The US experience with stress tests has not been any better. In 2009, using their monopoly on all the useful, relevant information, the US regulators stress tested Bank of America. As a result of the tests, BofA had to raise a trivial amount of capital relative to its $2 trillion balance sheet. In the most recent round of stress tests designed to let banks resume paying higher dividends, the US regulators determined that BofA did not pass, but the regulators did not publicly require that BofA tap the capital markets for additional capital. Today, some analysts think the capital shortfall could be as high as $200 billion.
There is nothing about the stress tests that suggests they could, would or should restore investor confidence in the banks. This is not a surprising finding. Why should investors, including banking counter-parties, trust the regulators after the regulators permitted the financial system to get into so much trouble in the first place?
The failure of the stress tests to restore confidence also confirms FDR's observation that governments should not tell investors what is a good or bad investment, but rather should ensure that investors had access to all the useful, relevant information in an appropriate, timely manner to determine if an investment was a good or bad investment for themselves.
Once again, the global financial system has entered a period of fear. Banks are limiting the amount of lending to other banks because they cannot tell who is solvent or who is insolvent (another failure of the stress tests).

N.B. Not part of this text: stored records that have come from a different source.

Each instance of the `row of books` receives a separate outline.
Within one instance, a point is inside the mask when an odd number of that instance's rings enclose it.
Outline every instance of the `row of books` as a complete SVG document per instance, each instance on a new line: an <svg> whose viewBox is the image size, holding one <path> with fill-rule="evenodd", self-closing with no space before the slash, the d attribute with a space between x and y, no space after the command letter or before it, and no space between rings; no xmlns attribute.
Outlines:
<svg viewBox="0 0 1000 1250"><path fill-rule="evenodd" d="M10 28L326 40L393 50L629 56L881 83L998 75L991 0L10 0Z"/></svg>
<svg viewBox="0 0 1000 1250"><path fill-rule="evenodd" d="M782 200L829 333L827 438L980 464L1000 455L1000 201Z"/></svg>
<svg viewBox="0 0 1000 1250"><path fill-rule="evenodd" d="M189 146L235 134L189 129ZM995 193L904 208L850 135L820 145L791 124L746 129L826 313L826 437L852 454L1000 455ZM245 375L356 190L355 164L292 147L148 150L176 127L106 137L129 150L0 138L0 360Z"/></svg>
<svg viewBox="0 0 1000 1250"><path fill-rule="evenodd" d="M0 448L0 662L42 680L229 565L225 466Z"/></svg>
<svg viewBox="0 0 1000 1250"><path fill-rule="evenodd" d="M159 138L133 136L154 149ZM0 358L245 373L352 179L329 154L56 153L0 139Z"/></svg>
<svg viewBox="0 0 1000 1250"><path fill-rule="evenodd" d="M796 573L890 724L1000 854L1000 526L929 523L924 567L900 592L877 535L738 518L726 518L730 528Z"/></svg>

So how should the financial system be transformed to restore confidence? By updating FDR's transformation. Specifically, the financial system has to be based on a combination of the philosophy of disclosure and the principle of caveat emptor.
No longer do financial institutions need to be handled differently. Today we have low-cost 21st century information technology that makes it feasible to disclose to market participants all the useful, relevant information (current asset and liability-level data for financial institutions) in an appropriate, timely manner.
Providing disclosure to market participants using 21st century information technology eliminates the systemic point of failure in the financial system and increases the stability of the financial system.
Rather than having market participants dependent on regulators, market participants can analyze the facts for themselves and adjust their exposure based on their own assessment of risk. It is the ability to analyze the facts for themselves that is the source of both investor confidence and market discipline.
- Investors are more confident when they know what they own.
- Financial institutions are subject to market discipline when investors can change the amount and pricing of their exposure in response to changes in the financial institution's risk profile.
Rather than having regulators dependent on their own internal analysis or the analysis provided by a bank's management, regulators can turn to third party experts, like a bank's competitors. This enhances the stability of the financial system.